Currently the only rigorous notion of 4-dimensionality I feel I understand well is the Linear Algebra notion of a vector space with 4 linearly independent vectors. Everytime I try looking into tensors, I just get confused, so I'd be interested in seeing what you mean by "a metric tensor with a negative eigenvalue." I know what a metric and an eigenvalue is, at least.

After seeing enough of these, visualizing in enough different ways, and thinking about it for too long, 4D space becomes so easy to understand that it's kind of a no-brainer. Not going to lie though, it took me years.

The negative eigenvalue in time has everything to do with entropy in a positive direction, especially in particle interactions. Spacetime is dynamic, which means that it is tending eventually to a point of rest. This played a large role alongside the universe's expansion leading to the assumption of heat death, that time itself would eventually breakdown, no events, even though space would continue to expand forever.

Don't beat me up if I got any of that wrong, by the way. There's been loads of observations in the last few years alone, especially with JWST, that have been telling us that our existing cosmological models are definitely fundamentally flawed and in need of rewriting.

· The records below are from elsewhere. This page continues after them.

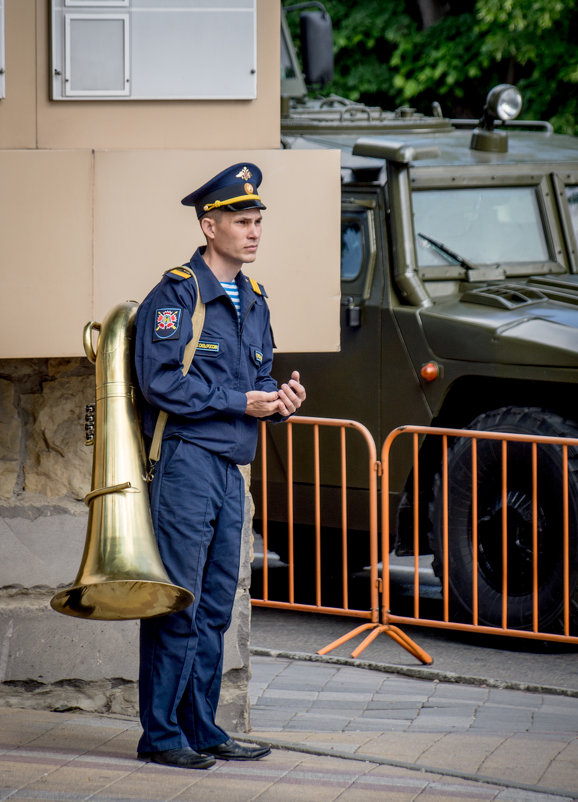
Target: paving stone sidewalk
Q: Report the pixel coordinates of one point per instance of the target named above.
(343, 733)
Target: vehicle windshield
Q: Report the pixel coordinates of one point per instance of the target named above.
(479, 226)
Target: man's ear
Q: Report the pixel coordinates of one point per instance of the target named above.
(208, 227)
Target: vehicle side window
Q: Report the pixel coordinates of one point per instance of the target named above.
(352, 246)
(485, 225)
(572, 195)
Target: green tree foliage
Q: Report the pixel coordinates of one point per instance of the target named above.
(384, 57)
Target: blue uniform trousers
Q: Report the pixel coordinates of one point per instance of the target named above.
(197, 504)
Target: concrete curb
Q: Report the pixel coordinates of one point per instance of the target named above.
(422, 768)
(417, 673)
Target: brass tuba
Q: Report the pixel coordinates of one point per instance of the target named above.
(121, 575)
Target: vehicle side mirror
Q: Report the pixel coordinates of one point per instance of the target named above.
(316, 47)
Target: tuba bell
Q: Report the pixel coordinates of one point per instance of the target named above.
(121, 575)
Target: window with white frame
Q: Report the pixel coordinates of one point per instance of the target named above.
(154, 50)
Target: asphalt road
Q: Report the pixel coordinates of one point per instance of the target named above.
(513, 661)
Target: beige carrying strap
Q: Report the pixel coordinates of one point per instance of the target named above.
(191, 347)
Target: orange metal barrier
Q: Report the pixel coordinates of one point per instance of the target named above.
(373, 468)
(388, 617)
(387, 620)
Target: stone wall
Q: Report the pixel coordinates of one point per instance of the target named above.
(52, 661)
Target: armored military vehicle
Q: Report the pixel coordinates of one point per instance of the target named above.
(459, 277)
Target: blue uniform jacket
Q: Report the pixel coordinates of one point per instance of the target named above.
(234, 355)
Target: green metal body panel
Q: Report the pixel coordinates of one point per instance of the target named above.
(501, 330)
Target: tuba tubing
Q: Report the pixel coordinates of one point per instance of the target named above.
(121, 575)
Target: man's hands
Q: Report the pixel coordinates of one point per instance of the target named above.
(285, 401)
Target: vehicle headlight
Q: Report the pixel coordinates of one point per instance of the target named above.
(504, 102)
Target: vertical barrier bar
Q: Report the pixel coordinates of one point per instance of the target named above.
(535, 619)
(566, 543)
(344, 563)
(416, 549)
(317, 519)
(290, 512)
(446, 571)
(264, 509)
(475, 596)
(504, 534)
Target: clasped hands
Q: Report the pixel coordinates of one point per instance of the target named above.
(284, 401)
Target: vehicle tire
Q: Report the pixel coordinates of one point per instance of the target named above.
(519, 522)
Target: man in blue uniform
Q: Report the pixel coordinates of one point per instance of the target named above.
(197, 494)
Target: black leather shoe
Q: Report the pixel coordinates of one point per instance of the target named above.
(232, 750)
(185, 758)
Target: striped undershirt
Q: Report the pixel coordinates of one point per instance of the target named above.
(232, 291)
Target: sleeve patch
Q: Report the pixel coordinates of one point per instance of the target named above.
(167, 323)
(179, 272)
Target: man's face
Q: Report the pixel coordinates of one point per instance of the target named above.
(237, 235)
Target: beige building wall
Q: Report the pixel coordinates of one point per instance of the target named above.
(90, 195)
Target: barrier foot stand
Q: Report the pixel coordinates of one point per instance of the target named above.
(400, 637)
(345, 638)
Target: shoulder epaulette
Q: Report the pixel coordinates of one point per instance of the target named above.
(256, 287)
(178, 272)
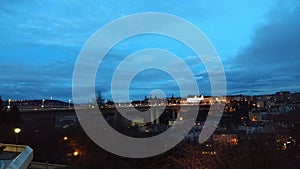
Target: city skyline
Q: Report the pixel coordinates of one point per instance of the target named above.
(259, 50)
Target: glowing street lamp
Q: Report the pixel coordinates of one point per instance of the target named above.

To be honest I wouldn't know if you are right or wrong lol physics is by no means my area of expertise. I was hoping for more of a pure-math explanation. For me 4D or 5D or nD vector spaces already make sense (just add another coordinate), even if I don't know what they look like.

As far as purely mathematical, I don't know of any applications. I was trying to say in the intro while angrily shaking my fist that time has nothing to do with it. There's always one that's like "Time is the fourth!" All of these softwares are pure Euclidian space, because responsible adults made them. Lol

@xpaper - It sounds like you already got the gist of it. Most of this software seems to treat the concept of "four dimensions" as simply an extra coordinate, let's call it w. Changing that w coordinate gives us another space, while changing x, y, or z changes our place within that particular space.

In the context of Physics, a "scalar" is only a magnitude (e.g.: a speed given in miles per hour). A "vector" is a magnitude with direction (e.g.: 60MPH due North). Both are "tensors". A scalar is a "tensor of rank-0", a vector is a "tensor of rank-1", and so on.

More specifically, tensors are objects that can be described as points on a "manifold". A manifold is a space that may have different "local" and "global" properties. A common example is the Earth. Locally, its surface seems like a flat plane, but globally, it is a sphere. This is a concept from Topology.

The concept of tensors is not used as much when it comes to Linear Algebra. A rank-2 tensor can be described by a matrix, but tensors are not synonymous with matrices. In Physics, you might switch from using one branch of math to the other depending on what you are describing though. So, the term "four dimensions" is often referring to either one of two concepts when used in Physics:

1. The use of four coordinates where x, y, z describe where something is in regular Euclidean space, and a coordinate t that describes when it is there. Simple and intuitive. But when dealing with extremes of speed, like in the case of Relativity Theory, we would use "Minkowski spacetime".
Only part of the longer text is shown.